There you have it: Beer and wine and liquor ARE “life-sustaining,” Gov. Andy says.
During Wednesday’s 5 p.m. Show and Tell with Gov. Andy, he was explaining his latest executive order to close “non-life-sustaining” businesses, when he looked up from his papers and with what sounded like a sigh, a shrug and a hand wave he said:
“We have a number of questions about why are liquor stores still open. All food and beverage is still open. All of it. We are not going to close down any type of food and beverage facility during this. We are not going to increase people’s anxiety while we are facing this type of outbreak.”
Ain’t that right?
What would happen if we couldn’t get our booze while holed up inside and away from people? It would be almost as bad as if the internet went down. (Shudder.)
Gov. Andy’s sigh and shrug may have reflected Kentucky’s uneasy, odd relationship with liquor, stemming all the way back to even before Prohibition.

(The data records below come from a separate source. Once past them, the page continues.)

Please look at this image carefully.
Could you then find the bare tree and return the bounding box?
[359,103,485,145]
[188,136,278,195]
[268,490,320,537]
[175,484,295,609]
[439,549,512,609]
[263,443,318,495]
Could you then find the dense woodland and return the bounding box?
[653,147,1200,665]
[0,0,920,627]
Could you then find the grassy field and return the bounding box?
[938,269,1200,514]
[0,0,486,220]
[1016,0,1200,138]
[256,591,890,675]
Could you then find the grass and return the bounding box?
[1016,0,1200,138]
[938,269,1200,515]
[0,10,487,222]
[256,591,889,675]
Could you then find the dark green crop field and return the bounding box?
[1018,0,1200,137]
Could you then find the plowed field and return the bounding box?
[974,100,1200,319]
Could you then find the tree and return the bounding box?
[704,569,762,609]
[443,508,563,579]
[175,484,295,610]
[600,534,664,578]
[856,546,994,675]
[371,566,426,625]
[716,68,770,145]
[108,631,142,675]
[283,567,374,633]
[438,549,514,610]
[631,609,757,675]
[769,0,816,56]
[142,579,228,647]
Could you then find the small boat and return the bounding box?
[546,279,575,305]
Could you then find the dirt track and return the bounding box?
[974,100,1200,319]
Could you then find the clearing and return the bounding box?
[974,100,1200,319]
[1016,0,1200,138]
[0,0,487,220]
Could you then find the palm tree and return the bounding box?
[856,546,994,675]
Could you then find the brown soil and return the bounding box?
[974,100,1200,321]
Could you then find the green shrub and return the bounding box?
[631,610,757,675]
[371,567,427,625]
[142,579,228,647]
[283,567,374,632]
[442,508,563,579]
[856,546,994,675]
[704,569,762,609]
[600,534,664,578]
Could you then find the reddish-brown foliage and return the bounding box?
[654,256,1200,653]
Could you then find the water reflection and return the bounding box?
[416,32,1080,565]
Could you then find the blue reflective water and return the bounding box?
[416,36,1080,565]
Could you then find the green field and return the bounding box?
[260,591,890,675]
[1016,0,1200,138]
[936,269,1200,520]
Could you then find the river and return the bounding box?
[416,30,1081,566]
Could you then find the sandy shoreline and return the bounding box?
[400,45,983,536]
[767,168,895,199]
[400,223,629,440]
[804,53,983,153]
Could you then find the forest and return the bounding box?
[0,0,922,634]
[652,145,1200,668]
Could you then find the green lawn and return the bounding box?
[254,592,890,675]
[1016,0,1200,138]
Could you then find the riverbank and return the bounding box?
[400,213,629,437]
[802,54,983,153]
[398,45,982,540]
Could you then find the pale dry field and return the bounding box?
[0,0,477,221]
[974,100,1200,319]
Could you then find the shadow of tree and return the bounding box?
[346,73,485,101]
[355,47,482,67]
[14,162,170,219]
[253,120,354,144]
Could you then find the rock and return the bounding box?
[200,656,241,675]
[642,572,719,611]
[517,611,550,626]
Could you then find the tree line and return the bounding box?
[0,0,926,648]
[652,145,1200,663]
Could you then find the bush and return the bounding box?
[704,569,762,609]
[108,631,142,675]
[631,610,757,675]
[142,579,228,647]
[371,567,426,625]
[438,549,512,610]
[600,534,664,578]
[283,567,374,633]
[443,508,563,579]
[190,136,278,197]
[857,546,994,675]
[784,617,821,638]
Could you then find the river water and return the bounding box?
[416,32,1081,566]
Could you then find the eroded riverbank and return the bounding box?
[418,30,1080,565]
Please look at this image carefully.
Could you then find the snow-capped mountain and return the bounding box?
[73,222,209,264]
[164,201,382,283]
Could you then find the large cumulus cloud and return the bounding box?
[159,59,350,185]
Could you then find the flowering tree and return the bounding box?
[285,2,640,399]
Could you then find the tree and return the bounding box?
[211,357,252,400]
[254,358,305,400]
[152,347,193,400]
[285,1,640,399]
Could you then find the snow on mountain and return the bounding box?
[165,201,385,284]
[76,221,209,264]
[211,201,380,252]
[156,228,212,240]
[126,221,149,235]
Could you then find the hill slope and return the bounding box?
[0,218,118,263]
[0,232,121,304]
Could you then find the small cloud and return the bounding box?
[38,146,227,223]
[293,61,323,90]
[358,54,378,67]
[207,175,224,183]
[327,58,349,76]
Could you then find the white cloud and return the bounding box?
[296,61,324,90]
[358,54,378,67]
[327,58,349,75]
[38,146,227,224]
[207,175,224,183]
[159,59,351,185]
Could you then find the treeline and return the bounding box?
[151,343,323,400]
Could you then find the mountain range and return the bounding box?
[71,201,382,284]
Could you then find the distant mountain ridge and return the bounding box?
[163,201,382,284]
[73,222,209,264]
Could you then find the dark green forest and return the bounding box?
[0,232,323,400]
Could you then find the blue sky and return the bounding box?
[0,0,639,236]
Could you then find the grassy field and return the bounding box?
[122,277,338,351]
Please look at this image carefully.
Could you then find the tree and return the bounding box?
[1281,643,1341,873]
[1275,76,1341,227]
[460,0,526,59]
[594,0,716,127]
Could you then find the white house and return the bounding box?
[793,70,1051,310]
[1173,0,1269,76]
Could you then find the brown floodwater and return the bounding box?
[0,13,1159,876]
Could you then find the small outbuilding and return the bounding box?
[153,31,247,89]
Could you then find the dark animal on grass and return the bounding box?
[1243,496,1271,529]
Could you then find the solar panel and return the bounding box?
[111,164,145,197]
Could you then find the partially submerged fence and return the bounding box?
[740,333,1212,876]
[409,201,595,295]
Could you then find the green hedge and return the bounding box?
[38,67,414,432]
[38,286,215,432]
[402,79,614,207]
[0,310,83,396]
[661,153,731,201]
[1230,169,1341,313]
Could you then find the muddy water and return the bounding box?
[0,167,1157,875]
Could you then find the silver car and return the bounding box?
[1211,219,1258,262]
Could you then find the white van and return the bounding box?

In November 1919, Kentuckians passed a state constitutional amendment banning alcohol two months before Prohibition. When the 21st Amendment repealed the 18th Amendment, Kentucky was among the states to let local governments decide through elections whether to allow alcohol sales. To this date, there are 11 entirely dry counties out of 120 and more than 50 dry counties with wet or “moist” precincts.
It wasn’t until 2013 that you could buy a drink on Election Day, thanks to a bill that Andy’s dad, Gov. Steve Beshear signed into law. The Distilled Spirits Council called Kentucky’s Election Day ban “America’s strictest.”
You couldn’t buy a drink at a restaurant on Sunday in Louisville before 1 p.m. until 2013 when the city changed it to 10 a.m. (Just before Derby and Mother’s Day because brunch lobby — strong!)
Chris Zaborowski, owner of Westport Whiskey and Wine in Westport Village, told The Courier Journal that liquor stores are allowed to remain open because pharmacies also have been allowed to sell booze under Prohibition-era law. Convenience stores and other mixed-retail stores can sell alcohol. So, it is a matter of fairness allowing liquor stores to compete.
Now, Kentucky sells itself to the rest of the world as being bonkers for bourbon and even craft beer. Shhh! No one needs to know the truth.
So, given this conflicted nature of Kentucky’s relationship with booze — and Gov. Andy’s Baptist roots (his uncle and grandfather were Primitive Baptist preachers) — perhaps it is not shocking that he would sigh and shrug… and that his office’s press release on his latest order does not mention liquor stores.
Nor does the actual order.
Yet, the order does make a special mention of guns, as did the last one regarding “essential” businesses. One could argue whether guns are “essential,” but are they really “necessary to sustain life.”
Here is what the order says, in part: “Firearms. Consistent with KRS 39A.100(1)(h) and (3), nothing in this Order should be construed to interfere with the lawful sale of firearms and ammunition.”
That’s right, Kentucky — Keep selling and buying those guns as long as you practice social distancing and good hygiene when you do, Gov. Andy wrote.
But, at least we will have our liquor while shooting our guns, right?